Tejer moscas al tresbolillo

Os aseguro que no me he inventado ese término. Lo acabo de ver ojeando un manual de labores de aguja editado en el año 1981. Era de mi madre pero me lo regaló para que le echara un vistazo de vez en cuando, pues a ella le vino bien en algunas ocasiones en sus cientos y cientos de prendas que cosió y que tejió.

Ha sido la primera página que he abierto al azar. Nunca me había llamado la atención, pero hoy sí. Dentro del apartado de «puntos de jersey de fantasía», el manual explica qué son los puntos anudados. Son esos que tejemos con dos agujas por delante y detrás del punto. Y enumera los tipos de puntos anudados que podemos tejer: garbanzos, punto de astracán, punto de avellana y moscas al tresbolillo. ¡Madre mía!

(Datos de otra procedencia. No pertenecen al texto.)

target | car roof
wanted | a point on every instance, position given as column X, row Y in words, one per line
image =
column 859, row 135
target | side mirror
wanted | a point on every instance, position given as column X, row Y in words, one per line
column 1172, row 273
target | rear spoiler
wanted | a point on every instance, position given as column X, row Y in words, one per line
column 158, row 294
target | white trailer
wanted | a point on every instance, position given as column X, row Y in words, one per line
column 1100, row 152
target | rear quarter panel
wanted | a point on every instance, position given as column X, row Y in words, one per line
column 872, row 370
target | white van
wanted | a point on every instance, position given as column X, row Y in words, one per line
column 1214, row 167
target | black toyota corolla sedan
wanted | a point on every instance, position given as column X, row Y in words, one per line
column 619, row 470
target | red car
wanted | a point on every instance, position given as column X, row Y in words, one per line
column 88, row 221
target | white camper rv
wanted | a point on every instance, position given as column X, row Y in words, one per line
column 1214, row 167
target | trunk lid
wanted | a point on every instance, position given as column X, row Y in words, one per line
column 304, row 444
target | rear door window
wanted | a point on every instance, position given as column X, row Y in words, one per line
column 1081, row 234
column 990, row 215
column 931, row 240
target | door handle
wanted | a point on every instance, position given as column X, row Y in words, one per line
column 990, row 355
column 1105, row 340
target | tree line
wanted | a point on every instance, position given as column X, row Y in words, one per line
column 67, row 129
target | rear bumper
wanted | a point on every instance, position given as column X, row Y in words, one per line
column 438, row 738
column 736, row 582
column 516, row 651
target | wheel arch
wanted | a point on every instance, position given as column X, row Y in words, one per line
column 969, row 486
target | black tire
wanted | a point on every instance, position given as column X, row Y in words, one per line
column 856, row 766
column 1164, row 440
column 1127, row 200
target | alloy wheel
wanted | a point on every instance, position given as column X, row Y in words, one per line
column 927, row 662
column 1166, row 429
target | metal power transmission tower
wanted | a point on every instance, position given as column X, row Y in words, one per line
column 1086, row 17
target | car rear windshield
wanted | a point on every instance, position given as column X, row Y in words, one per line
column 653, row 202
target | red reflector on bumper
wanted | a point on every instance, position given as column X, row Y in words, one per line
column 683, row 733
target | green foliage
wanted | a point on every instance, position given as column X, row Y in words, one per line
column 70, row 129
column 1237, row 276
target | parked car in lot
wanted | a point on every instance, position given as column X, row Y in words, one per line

Cada uno de los tipos se ilustra con una foto y me ha parecido un punto tejido precioso, al contrario que su nombre. Según el libro, se define tejer moscas al tresbolillo al «nudo obtenido tejiendo varias veces el mismo punto y montando luego los bucles suplementarios sobre el 1º. El grosor del nudo depende del número de bucles tejidos en el mismo punto. Se puede variar el número de moscas y los espacios entre ellas».

Según la RAE (Real Academia Española de la Lengua), tresbolillo lo define como «dicho de colocar las plantas: en filas paralelas, de modo que las de cada fila correspondan al medio de los huecos de la fila inmediata, de suerte que formen triángulos equiláteros».

En definitiva, las «moscas» son los puntos que se montan formando bucles y «al tresbolillo» es la disposición en triángulos equiláteros que forman esos puntos montados.

Estos puntos anudados me gustan para realizar bufandas y gorros. Ya termina el invierno, pero seguro que me animo a realizar este punto para el invierno que viene.